Whilst Tim Farron (Lib Dem leader) and Paul Nuttall (UKIP leader) have resigned, Theresa May has remained as the Conservative leader. Jonathon Freedland, writing for The Guardian, argues that this is because the party wants to blame their “hard” Brexit stance or too much austerity rather than the blame simply being May’s. If this were the case, there would be greater cause for a new election, which of course the Tory’s wish to avoid. Despite losing the election, Jeremy Corbyn had 40% of the country’s vote, which is more votes than Tony Blair had when he won his election. Therefore a likely consequence of the election is that we will have a softer Brexit. Businesses have also called for a softer Brexit, in fear that in wake of the election result, that there could be greater instability. This may anger many Conservative voters, as 44% of the country voted for the Brexit that the Tory’s had promised. Conservative voters may also be unhappy with the prospective alliance with the DUP, as this party holds different views. For instance the party is anti-abortion, against same-sex marriage and believes that climate change is a “con”.

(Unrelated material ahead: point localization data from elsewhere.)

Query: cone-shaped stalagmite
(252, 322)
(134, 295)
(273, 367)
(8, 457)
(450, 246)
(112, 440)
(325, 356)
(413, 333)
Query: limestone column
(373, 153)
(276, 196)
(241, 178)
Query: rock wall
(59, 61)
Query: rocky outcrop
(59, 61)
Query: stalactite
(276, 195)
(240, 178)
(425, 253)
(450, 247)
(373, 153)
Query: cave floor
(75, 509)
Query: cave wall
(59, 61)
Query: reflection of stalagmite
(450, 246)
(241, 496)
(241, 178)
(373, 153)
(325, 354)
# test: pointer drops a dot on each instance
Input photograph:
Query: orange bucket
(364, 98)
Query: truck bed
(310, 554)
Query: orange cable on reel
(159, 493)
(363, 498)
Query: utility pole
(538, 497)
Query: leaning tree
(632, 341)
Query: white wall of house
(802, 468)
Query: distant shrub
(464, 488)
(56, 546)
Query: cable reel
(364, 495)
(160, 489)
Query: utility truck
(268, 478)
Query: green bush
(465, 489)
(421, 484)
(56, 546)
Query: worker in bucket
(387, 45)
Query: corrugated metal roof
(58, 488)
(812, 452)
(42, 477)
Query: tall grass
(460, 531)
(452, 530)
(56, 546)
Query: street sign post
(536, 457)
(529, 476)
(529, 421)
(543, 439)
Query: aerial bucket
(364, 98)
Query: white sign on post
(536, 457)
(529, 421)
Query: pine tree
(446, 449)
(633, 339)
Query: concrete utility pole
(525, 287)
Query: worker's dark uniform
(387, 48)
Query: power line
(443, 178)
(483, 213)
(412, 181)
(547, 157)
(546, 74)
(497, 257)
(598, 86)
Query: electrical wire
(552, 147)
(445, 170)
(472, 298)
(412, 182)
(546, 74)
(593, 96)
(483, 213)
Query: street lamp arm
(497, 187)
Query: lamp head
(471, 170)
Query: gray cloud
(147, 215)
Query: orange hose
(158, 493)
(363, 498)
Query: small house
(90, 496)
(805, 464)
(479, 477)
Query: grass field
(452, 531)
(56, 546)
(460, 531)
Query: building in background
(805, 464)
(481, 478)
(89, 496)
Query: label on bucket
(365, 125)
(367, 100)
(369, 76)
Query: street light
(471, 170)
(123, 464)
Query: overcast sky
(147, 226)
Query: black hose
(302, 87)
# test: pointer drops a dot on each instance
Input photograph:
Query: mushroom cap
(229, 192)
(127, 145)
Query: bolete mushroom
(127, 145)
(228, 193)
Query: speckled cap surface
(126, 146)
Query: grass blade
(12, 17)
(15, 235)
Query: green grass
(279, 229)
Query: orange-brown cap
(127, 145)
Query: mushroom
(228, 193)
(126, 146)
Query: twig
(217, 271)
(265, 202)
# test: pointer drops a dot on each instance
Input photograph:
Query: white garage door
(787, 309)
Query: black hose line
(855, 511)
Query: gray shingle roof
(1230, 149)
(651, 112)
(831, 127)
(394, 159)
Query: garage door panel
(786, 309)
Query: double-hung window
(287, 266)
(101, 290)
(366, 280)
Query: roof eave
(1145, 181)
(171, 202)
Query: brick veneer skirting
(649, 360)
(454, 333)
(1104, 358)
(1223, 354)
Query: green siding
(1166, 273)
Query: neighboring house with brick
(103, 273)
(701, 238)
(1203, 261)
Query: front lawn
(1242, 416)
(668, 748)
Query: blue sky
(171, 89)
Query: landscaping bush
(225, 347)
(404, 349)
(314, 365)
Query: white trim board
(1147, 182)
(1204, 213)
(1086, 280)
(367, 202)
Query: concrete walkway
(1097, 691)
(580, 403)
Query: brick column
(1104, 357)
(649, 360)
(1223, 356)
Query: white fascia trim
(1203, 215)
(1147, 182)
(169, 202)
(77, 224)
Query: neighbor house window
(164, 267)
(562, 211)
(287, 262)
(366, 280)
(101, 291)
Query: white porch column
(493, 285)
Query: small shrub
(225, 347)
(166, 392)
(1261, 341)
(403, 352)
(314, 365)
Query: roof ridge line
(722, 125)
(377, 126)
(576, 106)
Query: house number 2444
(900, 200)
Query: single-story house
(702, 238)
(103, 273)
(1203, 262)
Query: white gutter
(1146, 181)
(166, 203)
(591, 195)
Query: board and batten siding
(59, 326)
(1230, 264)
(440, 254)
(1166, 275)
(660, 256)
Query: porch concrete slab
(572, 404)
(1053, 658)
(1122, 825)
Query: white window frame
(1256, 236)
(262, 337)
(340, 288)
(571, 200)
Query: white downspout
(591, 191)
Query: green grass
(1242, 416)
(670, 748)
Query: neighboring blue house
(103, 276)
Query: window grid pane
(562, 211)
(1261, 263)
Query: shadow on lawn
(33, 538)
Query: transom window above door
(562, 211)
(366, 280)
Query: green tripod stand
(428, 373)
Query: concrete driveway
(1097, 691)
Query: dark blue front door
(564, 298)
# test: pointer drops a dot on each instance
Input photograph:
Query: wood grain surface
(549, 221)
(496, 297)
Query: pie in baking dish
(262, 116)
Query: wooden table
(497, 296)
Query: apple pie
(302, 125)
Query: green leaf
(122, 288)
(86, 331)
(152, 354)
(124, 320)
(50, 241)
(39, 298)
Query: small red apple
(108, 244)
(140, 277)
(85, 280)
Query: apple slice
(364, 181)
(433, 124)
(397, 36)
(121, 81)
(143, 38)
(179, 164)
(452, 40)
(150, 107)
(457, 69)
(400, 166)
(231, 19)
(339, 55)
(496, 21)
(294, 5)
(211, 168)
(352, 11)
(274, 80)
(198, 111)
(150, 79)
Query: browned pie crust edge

The state opening of Parliament and the Queen’s speech will take place on Wednesday, so perhaps we will get a clearer idea of some of the consequences then.
- Retail sales fall in May due to rising prices
Stores increased their prices in May, which has led to a fall in retail sales. The Office for National Statistics has concluded that the number of goods bought between April and May fell by 1.2%. One reason for this was the increase in retail prices across all sectors. Average store prices rose by 2.8% over the year, the largest increase since March 2012.
Another potential factor is the gap between wages and inflation. Average earnings fell in real terms by 0.6% in April. Inflation is currently at 2.9%, 0.9% higher than the Bank of England’s 2% target, which has curtailed household expenditure. The impact of the falling pound has also been cited as a factor in this.
This drop in sales was worse than that expected by economists. Many economists were expecting a 0.8% decline in sales. Retail is a crucial sector because it makes up approximately 20% of GDP.
Some argue that this is set to continue. Samuel Tombs, chief UK economist and Pantheon Macroeconomics, stated that retailers have not yet finished passing on higher import prices to consumers and that the wage gap is set to continue. Numerous banks have also reported that they intend to restrict access to unsecured credit. These factors will cause retail sales to continue falling.